Community, Diversity, Sustainability and other Overused Words

HoneyLove.org Hosting Bee Box-Building and Painting Event April 30

Help save the bees by finding some inspiration for painting a bee box.

Spring is a vulnerable time in the life of honey bees. The bees leaving the hive to create a new home are provisioned only with the nectar or honey they carry in their stomachs. A swarm will starve if it does not quickly find a home and more nectar stores.

It's a good thing when honey bees swarm in the spring-great, in fact. It means they're healthy, their colony is growing and about half the bees have left in search of a place to start a new colony. Homeowners can help by building a bee box where those helpful pollinators can temporarily take up residence and then call bee experts to come and collect them. Think of it as your own "Air Bee N Bee."
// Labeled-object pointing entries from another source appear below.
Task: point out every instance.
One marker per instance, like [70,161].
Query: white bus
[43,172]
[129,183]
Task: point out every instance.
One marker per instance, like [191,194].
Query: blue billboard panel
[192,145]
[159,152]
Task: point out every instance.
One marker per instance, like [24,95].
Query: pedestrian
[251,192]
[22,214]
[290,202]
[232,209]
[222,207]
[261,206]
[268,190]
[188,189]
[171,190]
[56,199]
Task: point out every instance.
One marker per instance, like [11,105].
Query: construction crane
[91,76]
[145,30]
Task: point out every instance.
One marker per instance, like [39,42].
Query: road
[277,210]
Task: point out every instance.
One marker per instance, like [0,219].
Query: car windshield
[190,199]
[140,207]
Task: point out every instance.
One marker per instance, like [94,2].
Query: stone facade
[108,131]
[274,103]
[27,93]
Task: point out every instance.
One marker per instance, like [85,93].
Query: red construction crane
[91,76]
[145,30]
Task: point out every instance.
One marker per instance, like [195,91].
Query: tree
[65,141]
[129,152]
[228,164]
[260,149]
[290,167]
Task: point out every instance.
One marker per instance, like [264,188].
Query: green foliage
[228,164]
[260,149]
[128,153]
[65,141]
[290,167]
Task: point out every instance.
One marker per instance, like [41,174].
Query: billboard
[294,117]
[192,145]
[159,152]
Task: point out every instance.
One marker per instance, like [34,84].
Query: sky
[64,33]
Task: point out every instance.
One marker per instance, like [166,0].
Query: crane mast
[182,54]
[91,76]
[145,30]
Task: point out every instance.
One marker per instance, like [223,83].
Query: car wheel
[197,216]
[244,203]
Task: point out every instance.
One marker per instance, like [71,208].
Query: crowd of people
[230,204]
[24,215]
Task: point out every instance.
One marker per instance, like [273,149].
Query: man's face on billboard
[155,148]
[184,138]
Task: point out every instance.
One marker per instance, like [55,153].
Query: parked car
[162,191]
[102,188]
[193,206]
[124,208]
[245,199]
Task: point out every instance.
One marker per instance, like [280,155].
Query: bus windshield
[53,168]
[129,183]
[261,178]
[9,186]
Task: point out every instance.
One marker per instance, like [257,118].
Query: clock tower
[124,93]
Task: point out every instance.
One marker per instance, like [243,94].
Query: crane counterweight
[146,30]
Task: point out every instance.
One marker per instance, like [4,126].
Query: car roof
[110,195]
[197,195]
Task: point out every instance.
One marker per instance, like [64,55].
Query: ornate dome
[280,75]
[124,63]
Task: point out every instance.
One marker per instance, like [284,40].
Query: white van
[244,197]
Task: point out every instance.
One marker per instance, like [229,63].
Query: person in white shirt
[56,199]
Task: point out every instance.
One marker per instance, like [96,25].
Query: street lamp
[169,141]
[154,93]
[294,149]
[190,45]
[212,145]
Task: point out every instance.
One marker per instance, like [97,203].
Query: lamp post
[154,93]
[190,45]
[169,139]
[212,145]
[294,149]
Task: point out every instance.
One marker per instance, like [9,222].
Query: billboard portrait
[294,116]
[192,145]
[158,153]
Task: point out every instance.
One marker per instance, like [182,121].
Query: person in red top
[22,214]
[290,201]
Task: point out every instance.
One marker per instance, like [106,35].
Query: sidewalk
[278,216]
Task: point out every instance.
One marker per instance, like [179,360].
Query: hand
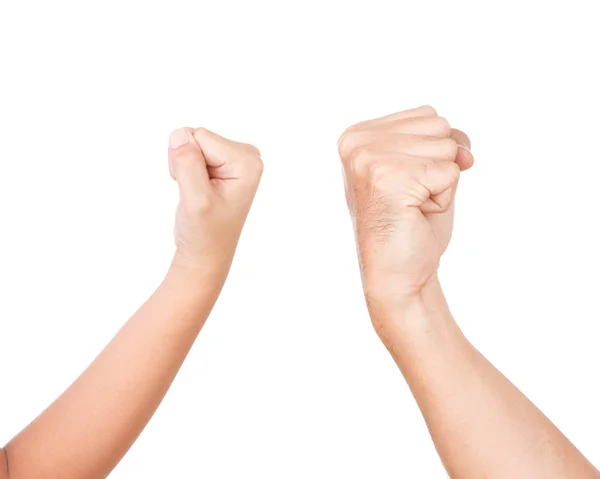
[401,173]
[217,180]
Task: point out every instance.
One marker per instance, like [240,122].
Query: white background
[287,379]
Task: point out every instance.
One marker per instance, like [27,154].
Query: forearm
[482,425]
[87,430]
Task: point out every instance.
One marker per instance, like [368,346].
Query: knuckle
[185,159]
[201,132]
[348,140]
[428,109]
[449,148]
[360,159]
[198,205]
[443,125]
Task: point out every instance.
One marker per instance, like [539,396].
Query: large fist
[217,180]
[401,173]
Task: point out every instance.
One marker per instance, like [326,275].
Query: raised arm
[89,428]
[401,176]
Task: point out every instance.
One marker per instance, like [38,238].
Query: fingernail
[179,138]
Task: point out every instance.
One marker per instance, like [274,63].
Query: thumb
[226,159]
[187,165]
[440,177]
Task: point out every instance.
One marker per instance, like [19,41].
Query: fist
[217,180]
[401,173]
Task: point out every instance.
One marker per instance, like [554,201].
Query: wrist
[404,318]
[195,283]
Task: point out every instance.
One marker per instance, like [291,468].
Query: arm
[89,428]
[402,172]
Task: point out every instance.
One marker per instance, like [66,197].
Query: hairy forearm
[87,430]
[481,424]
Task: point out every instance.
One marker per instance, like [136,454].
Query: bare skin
[401,174]
[88,429]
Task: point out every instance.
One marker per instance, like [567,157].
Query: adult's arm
[89,428]
[401,175]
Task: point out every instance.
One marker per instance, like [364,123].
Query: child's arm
[88,429]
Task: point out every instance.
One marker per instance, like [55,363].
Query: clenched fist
[217,180]
[401,173]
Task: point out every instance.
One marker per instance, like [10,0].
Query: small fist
[401,173]
[217,180]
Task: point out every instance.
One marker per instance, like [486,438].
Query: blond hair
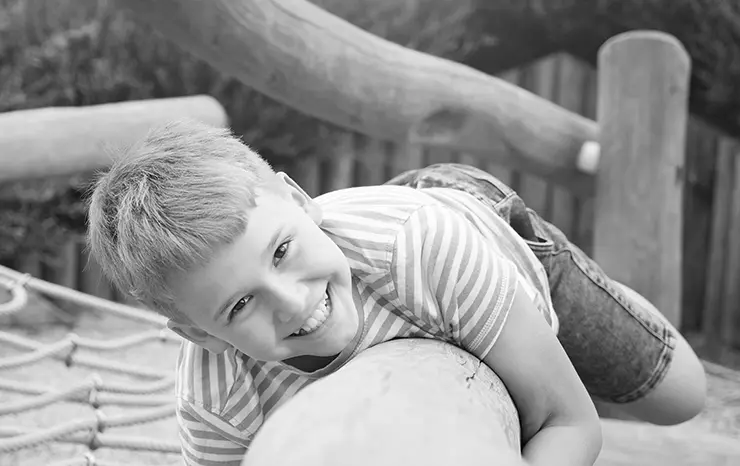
[167,203]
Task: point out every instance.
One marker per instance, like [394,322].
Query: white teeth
[318,317]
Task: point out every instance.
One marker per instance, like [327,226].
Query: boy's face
[281,290]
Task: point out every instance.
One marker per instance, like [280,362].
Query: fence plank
[405,156]
[585,218]
[306,171]
[540,78]
[712,320]
[571,93]
[370,166]
[64,270]
[701,154]
[506,174]
[91,279]
[731,309]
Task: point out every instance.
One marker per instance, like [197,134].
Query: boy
[272,289]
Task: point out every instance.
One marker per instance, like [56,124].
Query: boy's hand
[560,425]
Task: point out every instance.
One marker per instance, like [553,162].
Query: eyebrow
[270,247]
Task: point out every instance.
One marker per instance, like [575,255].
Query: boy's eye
[281,251]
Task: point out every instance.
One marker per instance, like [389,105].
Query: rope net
[101,395]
HoneyLove, a nonprofit organization that encourages urban beekeepers, is hosting an event to help people build their own bee box, Sunday, April 30, 2017 from 9 a.m. to 1 p.m. at Dunn-Edwards Paints in Culver City. Zero-VOC paints will be provided by Dunn-Edwards for people to decorate their bee boxes and they will award prizes for the most creative boxes and paint samples to take home.
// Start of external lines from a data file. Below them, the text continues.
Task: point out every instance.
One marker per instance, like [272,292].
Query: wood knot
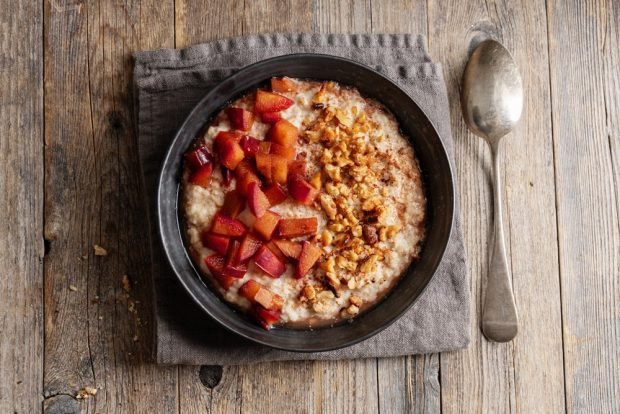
[210,375]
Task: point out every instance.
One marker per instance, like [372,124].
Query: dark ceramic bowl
[433,162]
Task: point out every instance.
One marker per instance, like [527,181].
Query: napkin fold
[167,85]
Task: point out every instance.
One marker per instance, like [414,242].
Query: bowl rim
[204,306]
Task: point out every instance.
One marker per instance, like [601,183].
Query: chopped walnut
[309,292]
[353,310]
[370,234]
[355,300]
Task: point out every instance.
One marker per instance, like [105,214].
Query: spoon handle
[499,316]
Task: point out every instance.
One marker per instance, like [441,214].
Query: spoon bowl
[492,101]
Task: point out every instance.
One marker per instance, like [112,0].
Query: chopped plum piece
[215,242]
[297,167]
[269,262]
[202,176]
[227,226]
[275,194]
[266,225]
[230,154]
[289,248]
[248,248]
[249,145]
[264,147]
[307,258]
[270,117]
[296,227]
[246,174]
[279,169]
[240,118]
[283,133]
[271,102]
[226,175]
[286,152]
[263,165]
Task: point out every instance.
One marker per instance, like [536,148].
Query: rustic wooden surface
[69,180]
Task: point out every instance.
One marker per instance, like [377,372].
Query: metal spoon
[492,99]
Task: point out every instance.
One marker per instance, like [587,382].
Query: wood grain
[96,333]
[350,16]
[21,207]
[525,375]
[583,48]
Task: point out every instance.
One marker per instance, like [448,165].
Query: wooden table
[69,180]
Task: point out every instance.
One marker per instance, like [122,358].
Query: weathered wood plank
[584,40]
[350,16]
[97,332]
[525,375]
[399,16]
[204,20]
[21,207]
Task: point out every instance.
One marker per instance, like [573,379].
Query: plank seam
[44,198]
[557,202]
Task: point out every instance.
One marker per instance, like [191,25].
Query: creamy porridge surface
[368,202]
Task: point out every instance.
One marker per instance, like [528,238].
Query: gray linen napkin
[168,83]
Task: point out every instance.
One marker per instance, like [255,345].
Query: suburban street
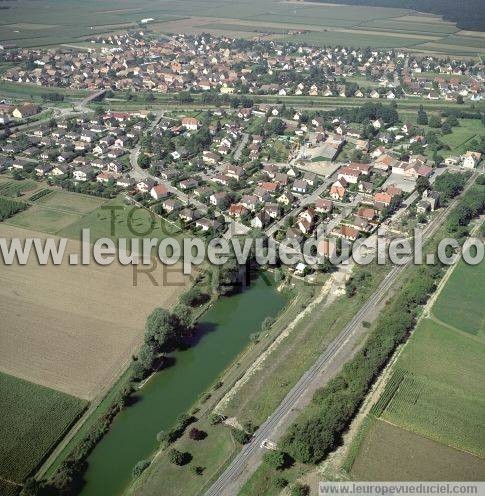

Street mural artist Clinton Bopp (who often incorporates bees into his designs) will be on hand to help people draw and paint their boxes. HoneyLove's Bee Team will provide all the materials for the bee boxes, plus fun activities for kids, bee costumes and information about backyard beekeeping. Conrad Burton, head apiary inspector for LA County, will provide tips about how to register and keep a bee hive legally in one's own backyard.

"If you see a big cluster of bees on a tree or roof eave, consider yourself lucky," said Paul Hekimian, director of the Los Angeles-based HoneyLove. "The bees have chosen you for their spring shelter and you have an opportunity to save them.

Hekimian points out how critically important it is for all of us to help bees flourish. Last year, beekeepers lost 44 percent of their honey bee colonies, and seven species of honey bees are on the U.S. endangered species list. "If bees are not around to pollinate our food crops, we won't be able to feed the current population. If the bees go, we go-literally."